Tuesday 15 May 2007
The arrival of Terry Brown and Stuart Cash today as the new management team has left Wimbledon fans dreaming once more of emulating Aldershot Town. Matt Rickard catches up with the dynamic duo and likes what he sees.
When Aldershot Town missed out on promotion from the Isthmian League in 2002 the man they turned to was Terry Brown. After nine successful years, taking part-timers Hayes from regional football also-rans to Conference challengers, Brown came highly regarded.
He didn't let anyone down. Teaming up with former left-back Stuart Cash ? a man signed by both Brian Clough and Martin O'Neill in his professional playing days ? the Shots romped to the Isthmian title, 11 points clear of nearest challengers Canvey Island ? then managed by Jeff King, now boss of Chelmsford City.
It was these parallels that led Wimbledon to move quickly to appoint the dream double act. Commercial director, Ivor Heller, was delighted to introduce the pair to the waiting press. "Even before we advertised the job, we had plenty of interest. In all, we got almost 60 applicants, and we spoke to a dozen of those. We knew we had to move quickly, this being a very important time for the club. Given their record, and their plans for bringing further success to Wimbledon, appointing Terry and Stuart is a great move for us."
Brown is in no doubt where the challenges lie ahead.
"The Ryman league is a slightly different proposition from when I last managed there. I would say it was a stronger league when we went up but I will qualify that by saying that there are two or three very dangerous sides. I have the utmost respect for Jeff King ? he's a fantastic manager and he has assembled a good footballing side which will be even stronger this year. I think any side that finishes above Chelmsford will go up."
Terry Brown, 54, becomes Wimbledon's first full-time manager and with extended training, the introduction of match and player evaluation software and the signing of an as yet unannounced player-coach, the club is entering an exciting new era. Brown was keen to stress that this didn?t mean ripping up the playing squad.

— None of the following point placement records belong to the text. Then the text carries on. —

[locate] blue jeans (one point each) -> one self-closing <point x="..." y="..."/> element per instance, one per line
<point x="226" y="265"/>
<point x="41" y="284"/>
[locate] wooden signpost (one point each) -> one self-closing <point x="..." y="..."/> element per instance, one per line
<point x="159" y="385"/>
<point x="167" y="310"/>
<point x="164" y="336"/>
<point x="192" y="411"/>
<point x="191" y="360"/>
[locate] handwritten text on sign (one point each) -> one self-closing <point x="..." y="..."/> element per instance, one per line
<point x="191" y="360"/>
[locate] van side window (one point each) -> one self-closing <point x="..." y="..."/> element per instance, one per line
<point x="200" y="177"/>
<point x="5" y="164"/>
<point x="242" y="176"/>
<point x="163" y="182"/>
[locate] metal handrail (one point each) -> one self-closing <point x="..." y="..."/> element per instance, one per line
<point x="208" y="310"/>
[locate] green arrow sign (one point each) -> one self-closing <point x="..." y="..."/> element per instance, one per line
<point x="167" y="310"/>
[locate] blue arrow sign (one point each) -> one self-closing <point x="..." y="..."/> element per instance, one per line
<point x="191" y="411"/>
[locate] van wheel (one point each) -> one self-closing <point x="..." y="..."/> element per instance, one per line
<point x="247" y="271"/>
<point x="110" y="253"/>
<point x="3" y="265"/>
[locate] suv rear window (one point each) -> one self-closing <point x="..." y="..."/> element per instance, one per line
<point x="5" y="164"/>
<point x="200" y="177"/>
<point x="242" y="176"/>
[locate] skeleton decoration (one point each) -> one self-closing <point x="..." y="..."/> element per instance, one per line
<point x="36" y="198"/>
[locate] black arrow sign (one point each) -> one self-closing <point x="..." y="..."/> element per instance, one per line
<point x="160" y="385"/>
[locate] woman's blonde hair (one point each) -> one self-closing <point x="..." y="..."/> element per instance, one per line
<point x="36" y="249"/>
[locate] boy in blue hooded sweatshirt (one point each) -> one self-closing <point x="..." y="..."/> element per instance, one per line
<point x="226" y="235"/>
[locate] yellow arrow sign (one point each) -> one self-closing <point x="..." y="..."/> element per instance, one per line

"Dave Anderson did a great job here and has left the nucleus of a very strong side. I went to the Bromley game, which if you hadn't had the sending off, I think you would have won. He has left us the nucleus of not just a good side, but a young and hungry side. It's our job to supplement that with a couple of senior players who have actually won things. There can be a massive gulf between being a good footballing side and being a winning side."
Brown and Cash will meet the players this week, with Roscoe Dsane a familiar face.
"I said to Dave after he took Roscoe that if he could remain fit you have got one of the best strikers in the Conference so yes I would love to keep him, but I'm fully aware that there are a lot of Conference and one or two Football League clubs sniffing around him."
And if Roscoe does remain, will he be getting a bit more protection than was often the case last season?
"We will be bringing in a target man. You've got a Roscoe and a Jolly but you have to have an alternative to that. Sometimes you need to knock the ball forward a little bit quicker and take some pressure off those littl'uns. I don't want to see Roscoe and Jolly being battered about by big centre-halves. If we can get a proper target man who can knock in 15 or 20 goals then that, more than any position, is essential at this level."
Cash, 42, who leaves the assistant managers role at Lewes to join Wimbledon, explained how the relationship between Brown and himself works:
"We work very much as a partnership. We trust each other and the combination has proved successful. The comparisons between Aldershot are valid and the expectations are very similar. But we have the knowledge and the experience of winning this division. We know what it takes and what kind of players it takes to get out of this league and my role is to work closely with the players to improve them technically and mentally."
Training will also be shared as Brown explained.
"I like coaching, Stuart likes coaching so we work together and share duties. We do believe in splitting up coaching. It is a case of horses for courses ? there is no point doing the same training session for forwards as for centre-halves so between myself and Stuart and the new senior player-coach, we can all work on various aspects of play."
One thing that will not faze Brown and Cash is the pressure the AFC Wimbledon job inevitably brings, having guided Aldershot through the same scenario. Less than two years after taking over Aldershot, the pair led the team out in the Conference play-off final, eventually losing on penalties to Shrewsbury. The following year another penalty shootout saw the Shots fall in the play-off semi-finals.
"If you want a team to lose on penalties, me and Stuart are fantastic at it." Brown admits disarmingly. "But seriously we set our own standards anyway. We have got a lovely football club, a generous wage bill and a club, at this level, that players want to come and sign for. We are very much aware of what is required and if you look at Dave's record here its phenomenal. Unfortunately football being the beast that it is, all that matters is 'did you get promotion?'. It's no good us coming here and playing great football for two years but not going up. Our expectation is promotion."